Cost quandary hits Japan's advanced factories
High-tech supplier Jatco goes low tech for overseas expansion
Editor's note: An earlier version of this story, which also appeared on Page 70 of the April 14 print edition, incorrectly described Jatco's transmission operations in China. Jatco expanded production of the CVT8 transmission at an existing plant.
NANTAN, Japan -- It's a cruel paradox for Japan's manufacturers.
Auto suppliers here have some of the world's most automated factories. But because they also serve as global mother plants for low-tech operations overseas, they sometimes have to dumb down lines, making output more costly and labor intense. That allows the companies to test and prove processes before implementing them abroad.
Such is the quandary facing Jatco at its Yagi plant in Nantan city, northwest of Kyoto, which makes the continuously variable transmission that goes in such vehicles as the Nissan Altima sedan.
At Yagi, casings flow seamlessly down one machining line that is fully automated, with hardly a worker in sight. Yet just across the aisle, workers scurry among machines on a labor-intense line making torque converter housings.
The worker-rich line is cheaper to install. But in high-wage Japan, keeping it staffed and operating is costly.
Financially, "in Japan, it's bad. In Mexico, it's better," the plant's general manager, Kenji Matsumoto, says. Yet Jatco tolerates, even builds in, the inefficiencies because Yagi is a global pilot plant for factories in such low-wage markets as Mexico and China.
"You see workers manually transporting things by hand. But this line is newer than others," Matsumoto said. "Globally, we are a mother plant, so even if it's higher cost here, we try these new ways and then copy and install it in other countries."
Few Japanese manufacturers plan substantial, if any, expansion at home, but the production technologies they use still stem from here.
"How to teach and coach [the plants] is a very important task for us," Matsumoto told Automotive News. "The idea of what we need in order to expand outside [Japan] is changing."
Jatco's CVT8 made at Yagi is a key product for the company and its No. 1 customer, Nissan Motor Corp. It is mounted on mid-sized and large vehicles, including the Altima, the Nissan X-Trail and the New York version of the Nissan NV200 taxi.
To meet surging demand, Jatco expanded capacity for CVT8 production in China last year and is opening a second plant in Mexico this summer.
Jatco expects most, if not all, growth to come in low-cost emerging markets. In 2012, Japan accounted for 75 percent of the company's global output, Jatco says. But it wants Japan to account for just 30 percent in 2019.
Jatco has rolled out other adaptations to emerging markets.

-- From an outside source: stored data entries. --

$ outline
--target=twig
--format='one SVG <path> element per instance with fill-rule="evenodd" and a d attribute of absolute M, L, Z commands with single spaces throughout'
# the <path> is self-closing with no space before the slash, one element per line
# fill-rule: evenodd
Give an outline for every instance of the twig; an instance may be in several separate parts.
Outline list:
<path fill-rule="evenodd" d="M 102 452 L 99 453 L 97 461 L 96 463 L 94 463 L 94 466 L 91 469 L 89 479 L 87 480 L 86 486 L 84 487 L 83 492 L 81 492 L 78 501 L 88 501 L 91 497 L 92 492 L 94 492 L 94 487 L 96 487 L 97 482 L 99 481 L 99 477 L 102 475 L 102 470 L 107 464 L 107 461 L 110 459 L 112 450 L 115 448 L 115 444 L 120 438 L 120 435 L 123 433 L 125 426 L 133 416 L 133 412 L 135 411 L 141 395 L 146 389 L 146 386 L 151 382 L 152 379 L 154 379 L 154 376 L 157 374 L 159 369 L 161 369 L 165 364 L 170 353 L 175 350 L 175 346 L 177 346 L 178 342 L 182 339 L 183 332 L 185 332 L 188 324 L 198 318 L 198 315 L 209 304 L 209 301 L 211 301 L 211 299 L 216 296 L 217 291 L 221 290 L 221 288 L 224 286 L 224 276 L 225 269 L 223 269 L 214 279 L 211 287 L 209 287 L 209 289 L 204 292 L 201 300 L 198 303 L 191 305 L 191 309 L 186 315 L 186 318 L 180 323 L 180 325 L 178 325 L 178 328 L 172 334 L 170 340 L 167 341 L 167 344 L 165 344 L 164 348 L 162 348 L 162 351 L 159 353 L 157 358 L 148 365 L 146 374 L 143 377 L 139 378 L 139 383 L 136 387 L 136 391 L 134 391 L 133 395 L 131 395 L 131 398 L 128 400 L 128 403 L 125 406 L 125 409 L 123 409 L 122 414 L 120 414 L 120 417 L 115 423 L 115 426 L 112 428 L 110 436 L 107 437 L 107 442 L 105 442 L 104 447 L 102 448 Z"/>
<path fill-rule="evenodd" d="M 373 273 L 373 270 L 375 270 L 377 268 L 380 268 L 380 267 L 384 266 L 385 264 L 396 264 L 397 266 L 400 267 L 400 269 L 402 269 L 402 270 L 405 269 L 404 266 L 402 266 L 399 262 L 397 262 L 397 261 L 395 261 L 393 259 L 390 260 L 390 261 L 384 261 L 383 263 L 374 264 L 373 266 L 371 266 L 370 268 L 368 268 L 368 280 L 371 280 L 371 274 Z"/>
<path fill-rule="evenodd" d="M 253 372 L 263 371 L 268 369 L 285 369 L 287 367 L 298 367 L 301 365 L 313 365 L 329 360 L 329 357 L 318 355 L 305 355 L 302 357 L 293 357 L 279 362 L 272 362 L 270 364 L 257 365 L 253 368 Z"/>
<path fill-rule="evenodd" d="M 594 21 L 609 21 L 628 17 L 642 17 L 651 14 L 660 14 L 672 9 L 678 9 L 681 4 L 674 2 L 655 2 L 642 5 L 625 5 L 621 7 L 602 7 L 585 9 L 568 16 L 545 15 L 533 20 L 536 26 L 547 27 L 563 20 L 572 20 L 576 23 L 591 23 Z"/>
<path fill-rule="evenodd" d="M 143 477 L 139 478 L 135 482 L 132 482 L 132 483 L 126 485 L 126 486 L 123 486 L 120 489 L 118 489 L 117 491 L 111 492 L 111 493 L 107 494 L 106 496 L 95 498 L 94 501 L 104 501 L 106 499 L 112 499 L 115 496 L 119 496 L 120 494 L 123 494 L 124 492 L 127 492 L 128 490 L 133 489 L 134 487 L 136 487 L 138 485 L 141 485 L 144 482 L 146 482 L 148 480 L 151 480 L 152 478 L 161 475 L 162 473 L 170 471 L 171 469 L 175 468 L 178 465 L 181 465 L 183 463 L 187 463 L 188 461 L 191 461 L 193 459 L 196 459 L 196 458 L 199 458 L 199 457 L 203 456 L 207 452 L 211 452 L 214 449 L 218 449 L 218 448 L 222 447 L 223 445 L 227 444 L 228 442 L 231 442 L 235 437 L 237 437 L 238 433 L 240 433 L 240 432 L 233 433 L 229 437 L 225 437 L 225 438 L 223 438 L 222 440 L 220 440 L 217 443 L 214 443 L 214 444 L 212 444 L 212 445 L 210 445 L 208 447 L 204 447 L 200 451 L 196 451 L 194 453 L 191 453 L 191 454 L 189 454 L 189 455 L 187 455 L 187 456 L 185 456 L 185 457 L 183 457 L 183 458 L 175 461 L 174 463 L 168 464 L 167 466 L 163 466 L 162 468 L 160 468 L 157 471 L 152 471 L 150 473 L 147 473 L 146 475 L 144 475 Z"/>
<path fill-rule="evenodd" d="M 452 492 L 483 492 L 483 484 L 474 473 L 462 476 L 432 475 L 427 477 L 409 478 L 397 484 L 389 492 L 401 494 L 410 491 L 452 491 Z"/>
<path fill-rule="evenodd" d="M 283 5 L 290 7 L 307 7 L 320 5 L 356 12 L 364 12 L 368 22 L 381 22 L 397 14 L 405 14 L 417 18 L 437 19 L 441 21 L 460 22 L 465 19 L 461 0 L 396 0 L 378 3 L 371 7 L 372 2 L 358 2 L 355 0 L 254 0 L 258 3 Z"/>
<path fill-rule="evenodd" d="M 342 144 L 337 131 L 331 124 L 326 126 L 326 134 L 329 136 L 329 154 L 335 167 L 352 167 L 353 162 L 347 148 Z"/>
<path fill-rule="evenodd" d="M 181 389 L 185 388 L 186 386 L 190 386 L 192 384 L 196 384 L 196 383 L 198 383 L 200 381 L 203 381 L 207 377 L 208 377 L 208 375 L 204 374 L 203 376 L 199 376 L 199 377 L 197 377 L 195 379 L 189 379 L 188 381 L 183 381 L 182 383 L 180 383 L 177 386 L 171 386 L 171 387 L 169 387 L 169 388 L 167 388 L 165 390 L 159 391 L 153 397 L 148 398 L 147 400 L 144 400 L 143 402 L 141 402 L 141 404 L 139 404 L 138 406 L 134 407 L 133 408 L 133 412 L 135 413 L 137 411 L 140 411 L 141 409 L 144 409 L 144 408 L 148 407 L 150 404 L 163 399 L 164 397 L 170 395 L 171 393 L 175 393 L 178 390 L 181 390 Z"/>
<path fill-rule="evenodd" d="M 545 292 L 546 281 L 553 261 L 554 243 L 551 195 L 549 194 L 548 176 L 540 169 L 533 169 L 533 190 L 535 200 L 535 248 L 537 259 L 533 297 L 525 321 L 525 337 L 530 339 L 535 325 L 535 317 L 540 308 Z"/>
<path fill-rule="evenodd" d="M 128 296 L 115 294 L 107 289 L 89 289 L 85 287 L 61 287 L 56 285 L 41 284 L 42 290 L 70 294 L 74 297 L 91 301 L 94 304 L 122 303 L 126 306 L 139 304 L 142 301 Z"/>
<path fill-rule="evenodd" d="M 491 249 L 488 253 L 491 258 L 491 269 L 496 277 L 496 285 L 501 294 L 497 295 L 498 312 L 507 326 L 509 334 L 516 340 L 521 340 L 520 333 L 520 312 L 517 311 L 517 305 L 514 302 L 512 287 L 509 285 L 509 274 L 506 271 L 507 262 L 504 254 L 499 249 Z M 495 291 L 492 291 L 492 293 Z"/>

At Yagi, Jatco created a pilot line for CVT8 production to test how the new line should operate in Mexico. Now, that line has been moved to Mexico, where workers and engineers are preparing to start production. Japanese engineers from Yagi were dispatched to help.

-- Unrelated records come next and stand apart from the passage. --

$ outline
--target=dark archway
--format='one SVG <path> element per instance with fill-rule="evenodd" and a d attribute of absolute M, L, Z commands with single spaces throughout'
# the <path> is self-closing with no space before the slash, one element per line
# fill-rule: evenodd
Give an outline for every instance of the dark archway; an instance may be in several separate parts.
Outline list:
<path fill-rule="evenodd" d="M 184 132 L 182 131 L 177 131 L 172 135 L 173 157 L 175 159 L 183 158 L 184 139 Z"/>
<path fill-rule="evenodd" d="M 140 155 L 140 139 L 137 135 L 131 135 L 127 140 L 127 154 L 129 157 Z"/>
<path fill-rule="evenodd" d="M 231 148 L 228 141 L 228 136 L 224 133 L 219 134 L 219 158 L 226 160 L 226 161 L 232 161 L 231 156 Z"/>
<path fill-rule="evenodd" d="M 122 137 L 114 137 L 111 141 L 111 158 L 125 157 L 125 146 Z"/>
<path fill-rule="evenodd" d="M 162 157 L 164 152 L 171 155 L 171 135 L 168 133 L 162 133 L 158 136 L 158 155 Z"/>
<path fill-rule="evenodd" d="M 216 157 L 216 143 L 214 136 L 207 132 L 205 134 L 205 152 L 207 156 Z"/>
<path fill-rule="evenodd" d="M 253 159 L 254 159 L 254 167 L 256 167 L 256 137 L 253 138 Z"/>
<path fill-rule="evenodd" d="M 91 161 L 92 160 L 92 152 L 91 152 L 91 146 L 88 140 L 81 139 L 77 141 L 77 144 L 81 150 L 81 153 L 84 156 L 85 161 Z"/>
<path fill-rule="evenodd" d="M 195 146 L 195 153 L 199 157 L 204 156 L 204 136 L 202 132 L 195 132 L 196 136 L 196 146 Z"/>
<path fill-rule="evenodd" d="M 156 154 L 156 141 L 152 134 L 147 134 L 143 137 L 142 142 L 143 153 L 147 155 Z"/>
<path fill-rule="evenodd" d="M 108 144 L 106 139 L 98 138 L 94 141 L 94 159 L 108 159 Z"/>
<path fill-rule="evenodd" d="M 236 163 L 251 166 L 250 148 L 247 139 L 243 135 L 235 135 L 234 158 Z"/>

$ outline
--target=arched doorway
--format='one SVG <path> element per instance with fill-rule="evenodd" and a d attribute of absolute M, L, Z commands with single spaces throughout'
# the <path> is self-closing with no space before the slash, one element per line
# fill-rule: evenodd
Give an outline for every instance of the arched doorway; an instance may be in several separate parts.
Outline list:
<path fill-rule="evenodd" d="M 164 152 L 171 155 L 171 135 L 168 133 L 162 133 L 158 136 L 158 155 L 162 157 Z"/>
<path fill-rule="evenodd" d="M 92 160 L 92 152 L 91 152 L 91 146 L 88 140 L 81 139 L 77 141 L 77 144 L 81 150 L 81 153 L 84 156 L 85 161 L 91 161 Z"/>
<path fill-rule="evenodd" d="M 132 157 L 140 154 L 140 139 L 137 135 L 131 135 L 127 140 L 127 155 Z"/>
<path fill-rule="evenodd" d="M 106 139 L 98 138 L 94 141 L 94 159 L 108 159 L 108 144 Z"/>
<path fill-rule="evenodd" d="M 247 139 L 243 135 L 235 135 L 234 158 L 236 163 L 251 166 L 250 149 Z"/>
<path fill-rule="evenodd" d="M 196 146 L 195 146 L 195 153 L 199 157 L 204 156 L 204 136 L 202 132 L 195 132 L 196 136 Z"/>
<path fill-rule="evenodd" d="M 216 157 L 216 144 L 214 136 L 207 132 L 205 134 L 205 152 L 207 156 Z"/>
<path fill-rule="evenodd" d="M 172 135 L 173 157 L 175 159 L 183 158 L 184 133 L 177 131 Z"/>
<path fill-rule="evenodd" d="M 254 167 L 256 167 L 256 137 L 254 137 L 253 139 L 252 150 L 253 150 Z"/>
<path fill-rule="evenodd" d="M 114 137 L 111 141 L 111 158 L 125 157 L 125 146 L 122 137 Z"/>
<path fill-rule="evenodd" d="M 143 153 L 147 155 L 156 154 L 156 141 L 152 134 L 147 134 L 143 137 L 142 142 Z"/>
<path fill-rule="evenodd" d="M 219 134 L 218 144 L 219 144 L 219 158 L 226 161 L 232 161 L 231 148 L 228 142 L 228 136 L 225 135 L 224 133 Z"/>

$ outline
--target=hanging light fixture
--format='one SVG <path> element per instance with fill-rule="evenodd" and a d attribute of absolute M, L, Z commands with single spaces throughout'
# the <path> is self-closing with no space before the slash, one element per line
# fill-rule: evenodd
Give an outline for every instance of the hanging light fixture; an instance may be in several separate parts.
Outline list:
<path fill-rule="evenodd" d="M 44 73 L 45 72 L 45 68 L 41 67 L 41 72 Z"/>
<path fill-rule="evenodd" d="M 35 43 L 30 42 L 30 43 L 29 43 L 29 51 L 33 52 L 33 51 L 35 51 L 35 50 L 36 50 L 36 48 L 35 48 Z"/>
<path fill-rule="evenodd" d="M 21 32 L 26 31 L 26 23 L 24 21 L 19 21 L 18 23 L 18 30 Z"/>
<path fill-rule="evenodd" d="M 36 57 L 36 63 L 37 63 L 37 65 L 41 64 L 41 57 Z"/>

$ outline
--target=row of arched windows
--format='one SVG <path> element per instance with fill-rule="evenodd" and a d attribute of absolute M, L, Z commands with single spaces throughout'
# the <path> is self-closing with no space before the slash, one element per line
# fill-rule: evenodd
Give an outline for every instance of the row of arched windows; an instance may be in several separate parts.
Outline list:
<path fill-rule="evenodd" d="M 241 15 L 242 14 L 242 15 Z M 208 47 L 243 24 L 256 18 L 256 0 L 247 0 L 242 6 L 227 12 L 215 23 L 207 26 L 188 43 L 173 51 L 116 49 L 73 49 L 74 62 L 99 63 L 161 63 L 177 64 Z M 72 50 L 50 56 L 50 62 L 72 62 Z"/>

Jatco will need a new overseas CVT8 plant before April 2019 to meet its expansion plans, Matsumoto said. Yagi will be the mother plant to that one, too.
Its location has not been announced, but Matsumoto said the additional plant likely will target customers focused on Europe.
Using the mother plant concept as the basis for overseas expansion requires close communication not only among front offices in Japan and locations abroad, but also factory floors.
"If you have a problem in the processing area, you have to first inform China and Mexico, faster than me," said Matsumoto, who worked four years at Jatco's Mexico plant. "It's more important to call the other countries because they copied our lines."
Meanwhile, production engineers are experimenting with small-batch manufacturing techniques for use in Japan.
The idea is to channel Japan's production expertise into flexible lines that can adjust to sudden changes in demand.
The new approach also may mesh with Yagi's role as a labor-intensive mother plant. That is because the small-batch lines are usually more efficient with lots of workers, who can adapt more quickly than a fixed automated line to changing demand.
Says Matsumoto: "We have been especially interested in lower-volume techniques."